What do you plan to do with respect to treating patients with prostate cancer?
Among the goals that I have in the future would be to further build programs to decrease the dose of radiation that we routinely have given to patients and push those doses more toward the tumor to achieve more effective focal ablation therapies, where we target the radiation more specifically with the guidance of imaging. This will need to be studied in the future. We’ll also plan to develop nerve-sparing approaches, in which we identify the nerve bundles near the prostate that affect sexual function and reduce the dose to those structures as well.
And one other approach I am bringing to Perlmutter Cancer Center is to provide brachytherapy in conjunction with the five-treatment program to patients with more aggressive cancers that previously had been thought to be resistant to radiation. We are seeing incredible success with the combination of internal and external radiation for more aggressive tumors, which offers greater chances of eradication of the cancer.
All of these approaches couldn’t be done without the help of the medical physics team, which is extraordinarily important as partners of radiation oncologists, to develop these treatment planning programs in addition to the radiologists and the emerging new imaging information that is seen on very sophisticated, new kinds of scans. And of course, we work hand in hand with medical oncologists and urologists to provide the patient a multidisciplinary approach to addressing their disease.

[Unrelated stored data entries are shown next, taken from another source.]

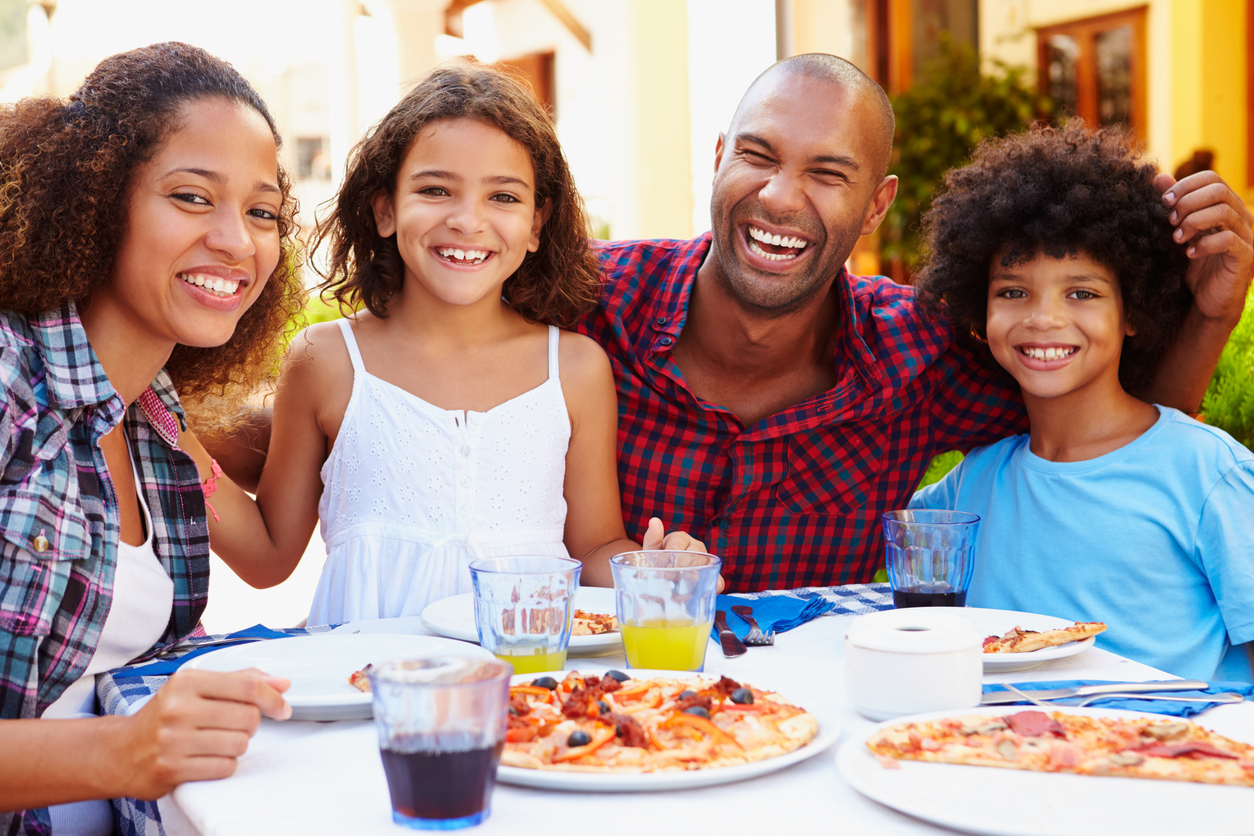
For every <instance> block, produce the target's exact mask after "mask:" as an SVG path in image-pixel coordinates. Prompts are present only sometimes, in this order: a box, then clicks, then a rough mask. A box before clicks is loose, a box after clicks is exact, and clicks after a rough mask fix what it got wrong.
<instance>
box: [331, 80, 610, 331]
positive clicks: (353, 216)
mask: <svg viewBox="0 0 1254 836" xmlns="http://www.w3.org/2000/svg"><path fill="white" fill-rule="evenodd" d="M444 119H478V120H482V122H487V123H489V124H492V125H495V127H497V128H499V129H500V130H502V132H503V133H505V134H507V135H508V137H509V138H510V139H513V140H514V142H517V143H518V144H520V145H522V147H523V148H525V149H527V153H528V154H529V155H530V158H532V165H533V167H534V168H535V206H537V208H539V207H543V206H548V207H549V216H548V219H547V221H545V222H544V226H543V227H542V229H540V243H539V249H538V251H537V252H529V253H527V256H525V257H524V258H523V263H522V264H520V266H519V267H518V269H517V271H515V272H514V274H513V276H510V277H509V278H508V280H505V286H504V291H503V295H504V298H505V300H507V301H508V303H509V306H510V307H513V308H514V310H515V311H518V312H519V313H522V315H523V316H524V317H527V318H528V320H530V321H533V322H545V323H551V325H558V326H563V327H567V326H571V325H573V323H574V322H576V321H577V320H578V318H579V317H581V316H582V315H584V313H587V312H588V311H591V310H592V308H593V307H594V306H596V303H597V300H598V298H599V293H601V280H599V269H598V264H597V261H596V257H594V256H593V253H592V251H591V248H589V247H588V219H587V216H586V214H584V211H583V204H582V201H581V198H579V193H578V192H577V191H576V188H574V180H573V179H572V177H571V169H569V167H568V165H567V162H566V157H564V155H563V153H562V145H561V144H559V143H558V139H557V133H556V132H554V129H553V120H552V119H551V118H549V114H548V113H547V112H545V110H544V107H543V105H542V104H540V103H539V100H537V98H535V95H534V94H533V93H532V91H530V90H529V89H528V88H527V86H525V85H524V84H522V83H520V81H518V80H515V79H514V78H512V76H510V75H508V74H505V73H503V71H500V70H497V69H493V68H489V66H484V65H482V64H478V63H475V61H473V60H466V61H456V63H454V64H449V65H444V66H439V68H436V69H435V70H433V71H431V73H430V74H429V75H428V76H426V78H424V79H423V80H421V81H420V83H419V84H418V85H416V86H415V88H414V89H413V90H410V93H409V94H408V95H406V97H405V98H404V99H401V100H400V103H399V104H398V105H396V107H394V108H393V109H391V110H390V112H389V113H387V115H385V117H384V118H382V119H381V120H380V122H379V124H377V125H375V127H374V128H372V129H371V130H370V133H367V134H366V137H365V139H362V140H361V142H360V143H359V144H357V147H356V148H354V149H352V153H351V155H350V157H349V167H347V173H346V174H345V178H344V185H342V187H340V193H339V196H337V197H336V202H335V206H334V208H332V211H331V213H330V214H329V216H327V217H326V218H324V219H321V221H320V223H319V227H317V232H316V234H315V241H314V244H312V248H315V249H316V248H319V247H320V246H321V244H322V243H324V242H327V243H330V257H329V263H327V266H326V268H325V269H319V272H320V273H321V274H322V277H324V278H325V281H324V282H322V283H321V285H320V286H319V287H320V290H321V291H322V295H324V296H327V295H330V296H334V297H335V300H336V301H337V302H339V305H340V307H341V308H350V310H356V308H357V307H359V306H361V305H365V307H366V308H369V310H370V312H371V313H374V315H375V316H380V317H382V316H386V311H387V301H389V300H390V298H391V297H393V296H395V295H396V293H399V292H400V290H401V286H403V285H404V280H405V264H404V263H403V262H401V257H400V251H399V249H398V247H396V237H395V236H389V237H387V238H384V237H381V236H380V234H379V231H377V228H376V227H375V214H374V208H372V198H374V197H375V196H376V194H379V193H386V194H389V196H395V193H396V177H398V174H399V172H400V167H401V163H403V162H404V159H405V154H406V153H409V149H410V145H413V144H414V139H415V138H416V137H418V135H419V134H420V133H421V132H423V130H424V129H425V128H426V127H428V125H431V124H433V123H435V122H440V120H444Z"/></svg>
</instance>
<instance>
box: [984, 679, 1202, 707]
mask: <svg viewBox="0 0 1254 836" xmlns="http://www.w3.org/2000/svg"><path fill="white" fill-rule="evenodd" d="M1209 687H1210V683H1209V682H1201V681H1199V679H1161V681H1156V682H1114V683H1111V684H1109V686H1073V687H1071V688H1051V689H1048V691H1023V692H1021V693H1014V692H1013V691H994V692H992V693H987V694H984V696H983V697H982V698H981V699H979V704H981V706H1003V704H1006V703H1011V702H1022V701H1023V697H1031V698H1032V699H1066V698H1067V697H1092V696H1093V694H1129V693H1159V692H1166V691H1205V689H1206V688H1209ZM1151 698H1152V697H1151Z"/></svg>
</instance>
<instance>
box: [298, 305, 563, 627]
mask: <svg viewBox="0 0 1254 836" xmlns="http://www.w3.org/2000/svg"><path fill="white" fill-rule="evenodd" d="M340 331H341V333H342V335H344V342H345V346H346V347H347V350H349V357H350V360H351V361H352V394H351V396H350V399H349V406H347V407H346V409H345V412H344V420H342V421H341V424H340V434H339V436H337V437H336V440H335V445H334V446H332V449H331V455H330V456H327V460H326V462H325V464H324V465H322V484H324V490H322V499H321V501H320V503H319V515H320V518H321V524H322V538H324V540H326V548H327V560H326V564H325V565H324V568H322V577H321V579H320V580H319V588H317V592H316V593H315V597H314V604H312V608H311V610H310V619H308V623H310V624H311V625H312V624H329V623H340V622H346V620H354V619H360V618H395V617H399V615H418V614H420V613H421V612H423V608H424V607H426V604H428V603H430V602H433V600H438V599H440V598H448V597H449V595H456V594H461V593H466V592H470V572H469V569H468V568H466V567H468V565H469V563H470V562H472V560H474V559H475V558H477V556H479V555H483V556H497V555H509V554H553V555H558V556H566V554H567V551H566V546H564V545H563V544H562V536H563V531H564V528H566V498H564V495H563V489H564V481H566V451H567V447H568V445H569V441H571V419H569V415H568V414H567V410H566V397H564V396H563V394H562V382H561V379H559V376H558V335H559V331H558V330H557V328H554V327H549V332H548V380H545V381H544V382H543V384H540V385H539V386H537V387H535V389H532V390H529V391H527V392H523V394H522V395H519V396H518V397H513V399H510V400H508V401H505V402H504V404H500V405H498V406H494V407H493V409H490V410H488V411H487V412H472V411H463V410H445V409H440V407H438V406H435V405H433V404H429V402H426V401H424V400H423V399H420V397H418V396H416V395H413V394H410V392H408V391H405V390H404V389H400V387H399V386H395V385H393V384H389V382H387V381H385V380H381V379H379V377H376V376H374V375H371V374H370V372H369V371H366V367H365V363H364V362H362V360H361V352H360V351H359V350H357V342H356V340H355V338H354V336H352V328H351V327H350V323H349V321H347V320H341V321H340Z"/></svg>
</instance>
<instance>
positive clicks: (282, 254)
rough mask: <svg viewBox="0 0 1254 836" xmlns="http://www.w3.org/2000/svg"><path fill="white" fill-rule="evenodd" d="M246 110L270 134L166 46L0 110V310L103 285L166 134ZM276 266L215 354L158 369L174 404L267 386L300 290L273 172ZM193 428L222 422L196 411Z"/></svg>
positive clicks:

What are your research plans?
The research that I plan to bring focuses on reducing the toxicities and side effects of therapies, and improving the side effect profiles using the enhancements of treatment planning and precise directed therapies. We also will explore genetic markers that may be associated with more or fewer side effects that could help personalize the therapy accordingly. There are new directions in certain biomarkers that may provide us with that additional information.
I’m planning to develop, together with the various disciplines at Perlmutter Cancer Center—including radiology, medical oncology, and urology—a radiogenomic pathway whereby studying the nuances of various imaging techniques in addition to genomic sequencing of the tumor can provide us much more information about the future behavior of the tumor and its responses to various therapies. And finally, there are various treatment programs that may further lessen the burden of therapy by either reducing the number of treatments needed with radiotherapy or looking at ways where in certain situations hormonal therapy may not be needed or more intensified hormonal therapy may be required to address particular aspects of the disease.
These are very exciting times for radiotherapy and the treatment of prostate cancer. Over the years, I’ve witnessed with my own eyes the evolution of treatment that has gone from relatively primitive to the most sophisticated, and it continues to evolve with the help of advanced imaging and computer-based planning and integrating other treatment disciplines. For that reason, it is an extraordinary honor for me to be involved in these next steps that I will be taking with my colleagues in the Department of Radiation Oncology, as well as the other incredibly strong disciplines here at NYU Langone, to make a difference for our patients.